Okumak benim yaralarımdan biridir. Orta okul ve lise de başarılı bir öğrenciydim ama imkansızlıklar yüzünden ailemden yeterli desteği de göremediğimden şimdi evde çocuk pişpişliyorum. Orta okulda sınıf da 5 kişi çok başarılıydık. Öğretmenler parmakla gösterirlerdi bizi o zaman süper liseler yeni açılmıştı kayıt paraları özel okullarla eş di diyebilirim. Babam orta okul diplomamı alıp süper liseleri gezdi, ama çok para istediler. Bir de diploma notum 5 üzerinden 4.55 ti eğer 5 falan olsa parasız alırlarmış yani ben o köylerden birinci çıkan öğrenciler kadar zeki değildim ama çalışmayla bir şeyler başarabiliyordum. Arkadaşlarımın hepsi süper liselere gitti akabinde dersanelere de ailelerin durumları daha iyiydi. Geçenlerde face de birini buldum dr çıkmış o zamanlar diyrodu dr olacağım diye. Ben ticaret lisesine gittim, kayıt yapılırken çok kişi burada ziyan olur süper liseye gitsin dedi ama işte para yüzünden olmadı. Ailemde ticaret lisesini bitirir meslek sahibi olur diye düşündü. Üniversite yi dışarıdan bitirirmişim. Son senemde istediğin bölüme verilmedim müdür muavini yüzünden abuk bir bölüme verdiler. Dersane dedim ailem burun kıvırdı. O zamanlar öyle rehber öğretmen de yok bir tek matematik öğretmenim kurs açtı gelmemi istemişti ona da vermediler. O zamanlar ticaret lisesine gidenler üniversite şansını zedeliyordu. Öğretmenler bile üniversiteyi unutun diyorlardı. Şimdi çok sınav var ama destek de fazla başarılı öğrenciye özel okulların kapısı açık. Öğretmenler yönlendiriyor. Ben bu desteklerin hiç birini görmedim. En azından ailem arkamdan itekleseydi okuyacaksın sonuna kadar deseydi o da olmadı. Kendimi de suçluyorum ama 17-18 yaşında insan geleceğini çok iyi tahlil edemiyor. Etraftan destek görmesi şart. Dersaneye gitmeden sınavı iyi derecede veren öğrenci görmedim ben, eğitim sistemi buna göre ayarlanmış, sanki dersane devlet el ele vermiş gibi. Köyde birinci çıkan çok başarılı öğrencilere devlet destek veriyor, oralarda çocuklar okusun diye, şehirde yaşayan orta direk ailenin başarılı çocuğuna kimse bakmıyor. Bursun ne demek olduğunu ben lise bitince öğrendim.

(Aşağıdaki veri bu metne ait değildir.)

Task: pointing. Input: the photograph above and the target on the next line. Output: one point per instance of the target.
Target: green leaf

Bende eğitim sisteminin Avrupa daki gibi sınav stresi olmadan çocukların yatkın olduğu başarılı olduğu alanlara yönlendirilerek yapılandırılmasını istiyorum.
 
yapılan adaletsizlik bencede parayı veren istediğini okuyor :19:
bu durumda parasız olanlara haksızlık yapılmış olmuyor mu:20:
insanın aklından ister istemez bunlar geçiyor seni anlıyorum
inşallah kızın daha çok çalışıp daha iyi yerlere gelir canım:31:
 
Bence is ogrencide bitiyor. Ne fakir ogrenciler var, notlariyla burslar kazanip okuyorlar. Guzel isleri olan, basarili insanlarin kac tanesi zengin bir aileden gelmedir sizce? Ogrenci yaparsa yapar, kendi gelecegini hazirlar, ben bunu diyorum. Okumanin zengin olmakla ilgisi yok.